Remember, even if you have lost your job and have no money, you can begin small — a disciplined SIP or SWP can be your steppingstone towards rebuilding financial confidence.

4. Get help

Can you get help during these times?

Yes, it’s never wrong to get help, find a mentor, and reach out. If you need to consult a financial advisor, please go ahead, don’t hesitate.

Benefit: You will be able to get proper guidance and you wouldn’t jump into wrong conclusions.

Professional financial advisors can help you choose the right retirement plans or pension schemes in India that allow partial withdrawals — like when you wonder, “can I withdraw my PF amount while working?” or how to reinvest it wisely during a crisis.

A Certified Financial Planner (CFP) can also teach you how to invest so you don’t have to work endlessly for income.

With a mix of mutual funds, debt instruments, and dividend-paying stocks, you can make your money work for you instead of the other way around.

Conclusion

Economic disruption from AI, automation, or corporate restructuring may affect your finances, but these challenges can be managed with smart planning

Do follow the above steps to earn a regular income for two years, reduce unnecessary expenses, and make informed investment choices.

Smart people would have started cutting down their unnecessary expenses and started investing.

Are you also one of them?

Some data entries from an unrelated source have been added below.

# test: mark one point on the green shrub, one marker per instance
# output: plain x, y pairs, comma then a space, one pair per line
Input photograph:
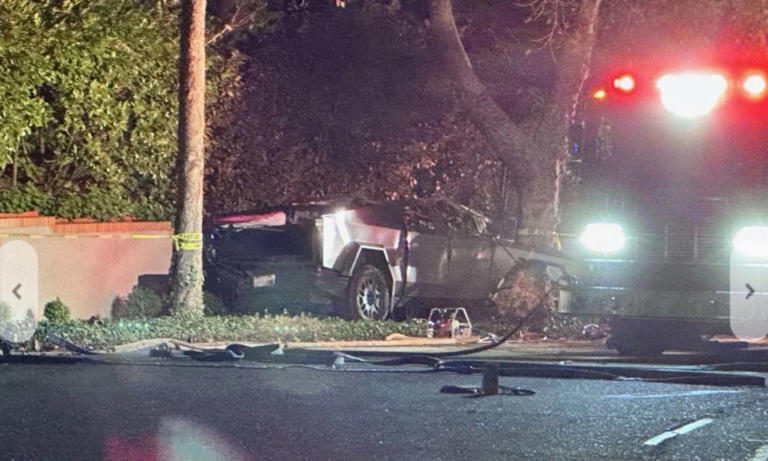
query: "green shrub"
56, 311
213, 305
252, 328
5, 312
143, 303
119, 308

Have you started investing?

Stay home! Stay safe! Wear mask! Get vaccinated!

Remember — every smart investment today can save you from panic tomorrow.

Whether it’s how to generate income without a job or job investment strategies to stay financially stable, the secret is to start now, stay consistent, and trust the process.

Even if you’re struggling after a job loss, it’s never too late to start your journey toward financial independence — your first income from investments may arrive sooner than you think.

Be proactive, not reactive — a holistic investment approach ensures that even during difficult times, your financial life stays balanced, sustainable, and growth-oriented.

If you have any comments or questions, write them in the comment box below.

Or are you interested in creating a Comprehensive Financial Plan for your financial goals?